メンバーの顔色を伺うのではなく、もっと毅然と構える態度を、自分は期待している。
昼間の、近寄りがたく、銃の構えをさせたときの厳しさを、求めているのだ。
━━命令……。そうだ、それが今の場合、一番確実に納得できる。
「ケン、どうしてもっと堂々と命令してくれないんだ? そうすれば、君に愚痴なんて言わないのに」
護もまた、健たちに向き直るように座り直した。
彼も、やはり同様に感じていたからだ。
健の言っていることが、メンバーを殺人というものから遠ざける正論ならば、命令は強制にならない。
従わなければならないという受動ではなく、従おうという能動に変わる。
頼みごとでは、どうしても反論は出てくるし、条件も伴ってしまう。
情けない態度での頼みならば、なおさらだ。
だが、健はやはり、首を振った。
「命令なんて、できるわけがないだろう? オレのものは、勝手に改造した結果だからね」
思いきり呆れ返ったため息が、隆宏から漏れた。
恐らく、それがきっかけだったろう。
今までずっと、口を閉ざしていた護が大きく頭を振って、
「ちがう」
と、声を強めたのだ。
唐突な言葉に、隆宏がきょとんとして、初めて彼に向いた。
「何が? オレのいうことが間違っていた?」
護は、一呼吸おいて、言った。
「暴発では、ない」
「マモル、言うんじゃない」
健の声に、護は彼を一瞥し、左手をかざして止めると続けた。
「オレにはあなたがわからない。この先のことを考えれば、口を閉ざして解決することではないだろう。タカヒロ、ケンは、わざと、ミノルを撃ったんだ」
「な……本当なの?」
答えは、二人のまったく違った反応だった。
護の、はっきりと頷いた瞳に見えた、真実を告げようという決意と、やりきれないというふうに、というより、護を黙らせる術がないという意味合いなのか、頭を抱えた健の姿だ。

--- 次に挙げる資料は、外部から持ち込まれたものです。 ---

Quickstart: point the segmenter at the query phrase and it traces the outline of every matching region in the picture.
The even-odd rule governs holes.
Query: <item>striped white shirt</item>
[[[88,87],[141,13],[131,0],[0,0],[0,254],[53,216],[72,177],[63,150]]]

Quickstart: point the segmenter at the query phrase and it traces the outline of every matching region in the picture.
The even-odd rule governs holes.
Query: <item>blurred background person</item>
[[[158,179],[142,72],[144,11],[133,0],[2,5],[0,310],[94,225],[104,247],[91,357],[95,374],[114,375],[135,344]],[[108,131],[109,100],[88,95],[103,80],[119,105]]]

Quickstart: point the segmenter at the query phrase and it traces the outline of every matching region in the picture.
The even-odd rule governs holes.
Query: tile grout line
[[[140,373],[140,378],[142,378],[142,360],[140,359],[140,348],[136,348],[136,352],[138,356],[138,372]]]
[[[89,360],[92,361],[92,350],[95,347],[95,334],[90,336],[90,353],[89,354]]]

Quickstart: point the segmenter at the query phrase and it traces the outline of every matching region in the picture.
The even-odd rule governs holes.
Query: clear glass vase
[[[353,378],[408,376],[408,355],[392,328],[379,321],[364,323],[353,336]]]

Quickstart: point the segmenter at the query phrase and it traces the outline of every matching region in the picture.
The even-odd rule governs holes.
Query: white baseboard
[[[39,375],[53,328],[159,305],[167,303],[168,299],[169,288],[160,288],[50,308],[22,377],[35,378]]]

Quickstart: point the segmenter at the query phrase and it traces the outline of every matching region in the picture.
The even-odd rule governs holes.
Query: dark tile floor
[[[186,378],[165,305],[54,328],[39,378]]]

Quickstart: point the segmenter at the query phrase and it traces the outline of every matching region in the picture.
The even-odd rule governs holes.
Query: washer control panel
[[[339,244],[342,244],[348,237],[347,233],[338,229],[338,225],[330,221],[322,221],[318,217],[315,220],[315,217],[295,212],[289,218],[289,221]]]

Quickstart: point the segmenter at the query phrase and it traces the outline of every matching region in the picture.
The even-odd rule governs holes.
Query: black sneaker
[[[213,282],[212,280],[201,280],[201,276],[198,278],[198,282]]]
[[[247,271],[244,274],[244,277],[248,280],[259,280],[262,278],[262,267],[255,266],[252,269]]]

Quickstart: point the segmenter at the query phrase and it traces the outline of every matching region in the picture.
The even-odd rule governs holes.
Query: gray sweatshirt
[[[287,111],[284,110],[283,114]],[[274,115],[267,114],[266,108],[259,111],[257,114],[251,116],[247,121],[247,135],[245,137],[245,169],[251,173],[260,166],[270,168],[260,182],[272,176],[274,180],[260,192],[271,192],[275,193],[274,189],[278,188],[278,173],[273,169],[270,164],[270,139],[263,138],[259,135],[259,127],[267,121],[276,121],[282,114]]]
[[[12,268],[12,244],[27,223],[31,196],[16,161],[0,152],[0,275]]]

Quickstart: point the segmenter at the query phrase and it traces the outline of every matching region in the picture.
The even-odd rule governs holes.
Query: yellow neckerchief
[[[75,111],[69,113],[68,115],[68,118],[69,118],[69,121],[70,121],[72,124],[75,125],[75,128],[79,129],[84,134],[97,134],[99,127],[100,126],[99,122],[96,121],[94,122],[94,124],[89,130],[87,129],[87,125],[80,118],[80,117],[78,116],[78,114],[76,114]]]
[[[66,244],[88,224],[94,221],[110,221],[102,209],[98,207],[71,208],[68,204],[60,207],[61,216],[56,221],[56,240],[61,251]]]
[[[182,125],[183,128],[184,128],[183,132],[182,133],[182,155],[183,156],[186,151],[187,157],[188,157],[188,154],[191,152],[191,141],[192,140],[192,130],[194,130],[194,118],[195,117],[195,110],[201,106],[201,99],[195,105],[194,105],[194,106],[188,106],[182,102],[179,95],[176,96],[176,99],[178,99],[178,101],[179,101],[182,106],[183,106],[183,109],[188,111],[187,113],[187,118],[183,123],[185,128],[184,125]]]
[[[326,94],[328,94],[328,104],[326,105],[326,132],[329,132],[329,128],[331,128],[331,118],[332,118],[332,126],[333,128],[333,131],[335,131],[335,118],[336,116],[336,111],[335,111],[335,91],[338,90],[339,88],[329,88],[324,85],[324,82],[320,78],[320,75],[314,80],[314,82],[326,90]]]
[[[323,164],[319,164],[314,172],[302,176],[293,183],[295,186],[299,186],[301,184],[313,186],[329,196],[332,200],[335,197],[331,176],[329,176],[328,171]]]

この時、警察者のサイレンが聞こえなければ、隆宏は二人のどちらの話を聞くべきなのかを躊躇わなかっただろう。
いや、確かに彼は、健ではなく、護から話を聞こうとしていた。
しかし、それを諦め、立ち上がる。
フェンス越しに、問題のビルを覗き込んだ。
周囲の人だかりは、ますます多くなっていた。
どうやら、中に入り込んでいる住民もいそうだ。
その視線が、一斉にサイレンの光に集中した。
「来たみたいだ。話はあとで聞くよ。君たちはもう、帰っていいから。ケン、悪いけれど、荷物の半分は持って帰ってくれないか。あとの半分はオレが持って戻るから」
実の意識がないのなら、このまま連れて帰るしかないのだ。
不本意だが、自分ひとりでは、この荷物のすべては持ち帰れないと判断したための頼みだった。